Despite trying to hide it though, he truly was crying out for help. He wanted to leave a rope out so that his family would find it, and realise something was wrong, but GPT told him not to. He desired solace and ‘someone’ to talk to, and the AI gave him those things but in a twisted way that prevented him from reaching out to any real person, at the very time he needed a real person - ANY real person - more than anything.
I don’t think him being a “kid” here is relevant at all, because any suicidally ideated individual could be just as vulnerable to the fake comfort, fake friendship and bad advice of Chat GPT as he was, regardless of their age.
In a similar statement to The New York Times, OpenAI reiterated that its safeguards “work best in common, short exchanges,” but will “sometimes become less reliable in long interactions where parts of the model’s safety training may degrade.”
That just means they put “Don’t give suicide advice!” in the system prompt, and there is no other safeguard.
Because AIs are just text prediction machines, the further something goes into the past the less relevant it becomes, while the recent context - which is driven by the human - becomes increasingly relevant and guides the conversation towards what the person wants to talk about, and in the tone they want to talk about it. So it’s always going to happen.

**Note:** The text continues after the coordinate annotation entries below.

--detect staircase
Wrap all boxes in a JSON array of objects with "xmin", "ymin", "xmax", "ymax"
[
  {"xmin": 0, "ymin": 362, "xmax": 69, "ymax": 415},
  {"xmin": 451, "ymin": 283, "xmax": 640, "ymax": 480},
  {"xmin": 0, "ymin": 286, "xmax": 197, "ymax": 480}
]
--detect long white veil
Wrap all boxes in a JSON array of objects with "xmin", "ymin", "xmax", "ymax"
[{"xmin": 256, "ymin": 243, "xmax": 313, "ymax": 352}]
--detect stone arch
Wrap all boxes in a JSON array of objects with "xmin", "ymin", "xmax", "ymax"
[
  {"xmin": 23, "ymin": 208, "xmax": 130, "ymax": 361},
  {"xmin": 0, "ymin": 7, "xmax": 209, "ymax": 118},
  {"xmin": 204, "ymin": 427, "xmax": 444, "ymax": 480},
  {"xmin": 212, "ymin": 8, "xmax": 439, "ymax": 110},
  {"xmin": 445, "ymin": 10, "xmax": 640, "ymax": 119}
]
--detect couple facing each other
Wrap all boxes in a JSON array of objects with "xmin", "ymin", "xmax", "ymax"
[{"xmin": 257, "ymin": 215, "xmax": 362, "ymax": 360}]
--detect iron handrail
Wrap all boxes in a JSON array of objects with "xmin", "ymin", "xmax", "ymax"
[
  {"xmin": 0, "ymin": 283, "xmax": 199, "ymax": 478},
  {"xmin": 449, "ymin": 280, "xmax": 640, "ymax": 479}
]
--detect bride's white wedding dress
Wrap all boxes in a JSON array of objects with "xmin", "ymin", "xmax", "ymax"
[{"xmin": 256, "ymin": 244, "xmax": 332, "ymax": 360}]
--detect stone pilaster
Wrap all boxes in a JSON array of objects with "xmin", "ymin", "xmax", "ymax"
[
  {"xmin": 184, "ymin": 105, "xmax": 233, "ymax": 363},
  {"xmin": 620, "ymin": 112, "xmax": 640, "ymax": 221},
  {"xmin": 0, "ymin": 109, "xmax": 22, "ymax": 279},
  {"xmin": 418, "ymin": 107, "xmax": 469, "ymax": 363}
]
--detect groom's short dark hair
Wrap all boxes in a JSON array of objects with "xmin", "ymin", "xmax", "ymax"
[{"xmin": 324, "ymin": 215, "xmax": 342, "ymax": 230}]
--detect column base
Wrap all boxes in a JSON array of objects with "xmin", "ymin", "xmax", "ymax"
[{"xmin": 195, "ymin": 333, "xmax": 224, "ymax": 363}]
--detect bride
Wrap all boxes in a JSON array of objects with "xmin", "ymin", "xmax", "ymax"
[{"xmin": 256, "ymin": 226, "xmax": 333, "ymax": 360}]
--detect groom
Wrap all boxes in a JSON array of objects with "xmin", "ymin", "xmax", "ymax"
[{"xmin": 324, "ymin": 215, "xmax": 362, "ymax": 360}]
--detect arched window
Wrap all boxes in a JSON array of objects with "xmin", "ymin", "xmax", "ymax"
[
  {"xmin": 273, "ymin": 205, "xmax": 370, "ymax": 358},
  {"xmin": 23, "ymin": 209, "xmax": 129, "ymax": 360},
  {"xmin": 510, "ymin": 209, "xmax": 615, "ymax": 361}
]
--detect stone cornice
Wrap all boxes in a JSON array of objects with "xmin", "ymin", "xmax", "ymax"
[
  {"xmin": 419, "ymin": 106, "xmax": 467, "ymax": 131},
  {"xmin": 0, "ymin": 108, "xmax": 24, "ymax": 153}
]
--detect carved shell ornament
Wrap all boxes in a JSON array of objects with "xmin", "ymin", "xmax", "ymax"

There is an easy and simple solution that would stop almost all of these problems with people getting into twisted relationships with AIs (apart from fuck AI completely) - delete every conversation 24 hours from when it starts. Nobody is going to get emotionally attached to a bot or think it’s a “real person” if they have to start from zero every day - and it would let people recognise just how fake and unhealthy the entire thing is.
But of course they won’t because it turns out that “relationships” generate engagement, and engagement generates usage. People becoming romantically and emotionally attached to bots is no longer a side-effect, it’s quickly becoming the whole point, literally the business model.
So now we have successfully replaced art, literature, entertainment media, romance and human connection. Are there any other positive aspect of being human left to replace?
the joy of taxes! 🎉
Oh shit! This is why they kept memory wiping C3PO.
It won’t
These sociopaths will just chalk it up to the cost of doing business. Everything is fair, when it comes running business, making money and having power. Are they so different from most politicians? I honestly don’t think so.
Just look at the car industry as an example.
According to the World Health Organization (WHO), road traffic injuries caused an estimated 1.35 million deaths worldwide in 2016. That is, one person is killed every 26 seconds on average.
A child drowns in a pool here and we change the rules, make people install even more fences around their pool, send inspectors and charge fines, for safety.
But when a few thousand children die crushed by cars, meh, it’s the cost we have to pay for cars. There’s nothing more that can be done except blame the victims.